Ten Holes pada Loyalty dapat diibaratkan sekelompok pejuang yang menunggangi kuda putih, bertempur habis-habisan di berbagai medan – menghadapi berbagai cobaan dan godaan hidup namun pada akhirnya tetap berdiri bertahan mengibarkan passion dan keyakinan yang mereka percaya, “you can’t robbed a warrior of his pride,”.

Loyalty dibuka dengan nomor lagu yang sangat bersemangat, anthemic, beat drum dan bass membuka memantik energi, disusul denting mandolin mengawal intro lagu dan selanjutnya vokal masuk menyanyikan nomor ‘Warriors Crew’, ada energi persaudaraan yang kental di lagu ini, begitu ideal, kita dapat membayangkan sebuat pit yang berpeluh dengan suasana akrab, dimana para skin head/working class, hardcore kids dan punk rocker atau identitas genre apapun berdansa bersama di lagu ini.

Ikat Kepala menjadi tembang kedua di album ini, sebuah lagu dengan kegetiran perlawanan yang khas,  Ten Holes pada larik liriknya mengajak kita untuk menolak lupa atas sebuah peristiwa yang pernah terjadi di negeri ini, sebuah peristiwa yang jika kita tidak menjaga ingatan akan punah dan tak dikenali generasi selanjutnya.  Bahwa ada sederet nama yang ketika mencoba memperjuangkan kebenaran tidak pernah kembali ke rumahnya, dari mulai Petrus, Herman, Suyat, Thukul, Yani Afri, Sonny, Dedi Hamdun, Noval Al Katiri, Ismail, Ucok Siahaan, Hendra Hambali, Yadin Muhidin, hingga Abdun Nasser, dan salah satu tokoh yang aktif menyerukan kasus ini, Munir, malah mati diracun.

“Mereka hilang menagih janji, demi sebuah nafkah anak dan istri, mereka hilang dan tak kembali, lenyap tak berbekas ditelan bumi,” ada muatan politis di lagu ini, sebuah narasi politik yang tidak melulu tentang politik perwakilan, dimana perjuangan hidup untuk anak, istri, keluarga merupakan  sikap politik yang personal dan Ten Holes membuka peluang kita ke arah itu.

Lagu selanjutnya yang dilantunkan di album ini adalah ‘Mesin Factory’, nafas berat para kelas pekerja begitu terasa di album ini, sebuah perjuangan dalam menjalani hidup dengan bekerja, berpeluh, terbakar matahari namun tetap dengan menggunakan nalar yang tinggi.
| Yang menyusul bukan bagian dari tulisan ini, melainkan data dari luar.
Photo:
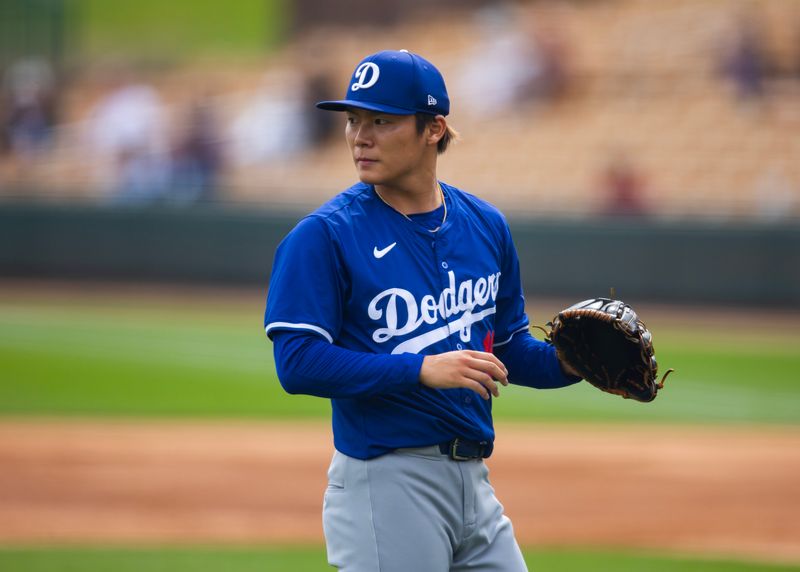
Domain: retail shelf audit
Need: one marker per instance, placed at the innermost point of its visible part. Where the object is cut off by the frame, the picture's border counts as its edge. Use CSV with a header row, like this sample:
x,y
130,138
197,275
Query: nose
x,y
362,136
Lagu ini cukup sempurna menjadi theme song ketika mengantar kita melangkahkan kaki ke tempat kerja di pagi hari.

Nomor selanjutnya adalah lagu yang nampaknya menjadi tema sentral di album ini, ‘Loyalty’, musik menghentak dihadirkan sejak awal lagu, kencang, cepat dan siap melibas mereka yang memandang sebelah mata atas apa yang Ten Holes perbuat sejak awal mereka berdiri. Sebuah peringatan dengan gamblang dikabarkan, “Down! Down! Everyone who disrespect for what we did in honesty... We’ll fight for the history, we’ll win in unity. Back off!, sit and watch this ability!.”


The Ballad Jenny & Benny, menjadi lagu berikutnya, satu yang mungkin semua orang akan sependapat adalah bahwa, semua lagu di album ini dinyanyikan dengan begitu baik oleh sang vokalis, Ukien Bstrd. Ada olah vokal yang terasa enak di setiap tarikan suaranya, baik di lagu berbahasa Inggris atau berlirik bahasa Indonesia, semua terasa begitu pas. Dan di lagu ini vokal apiknya menjadikan The Ballad Jenny & Benny sebagai lagu balad yang begitu anthemic.

Tentu hampir semua orang percaya jika musik dibuat untuk menyenangkan hati, sebuah produk budaya manusia berabad silam, namun selain untuk faktor kesenangan, musik juga bisa menjadi alat penyampai pesan yang efektif, tanpa harus terjebak pada dikotomi politik-apolitik, karena seringnya musik dapat begitu intens memberikan inspirasi bagi mereka yang mendengarkan. Di lagu bertajuk ‘Ketika Ibu Pertiwi Tidak Dapat Lagi Berdiri’, Ten Holes mencoba memberikan stimulan pada kondisi sosial politik kita belakangan, apakah yang mereka maksud dari nomor Ketika ‘Ibu Pertiwi Tidak Dapat Lagi Berdiri’? Orang sudah harus matang mencerna dengan melihat kondisi kehidupan berbangsa kita belakangan ini untuk mencari jawabnya, apa yang eksis dan apa yang terjadi?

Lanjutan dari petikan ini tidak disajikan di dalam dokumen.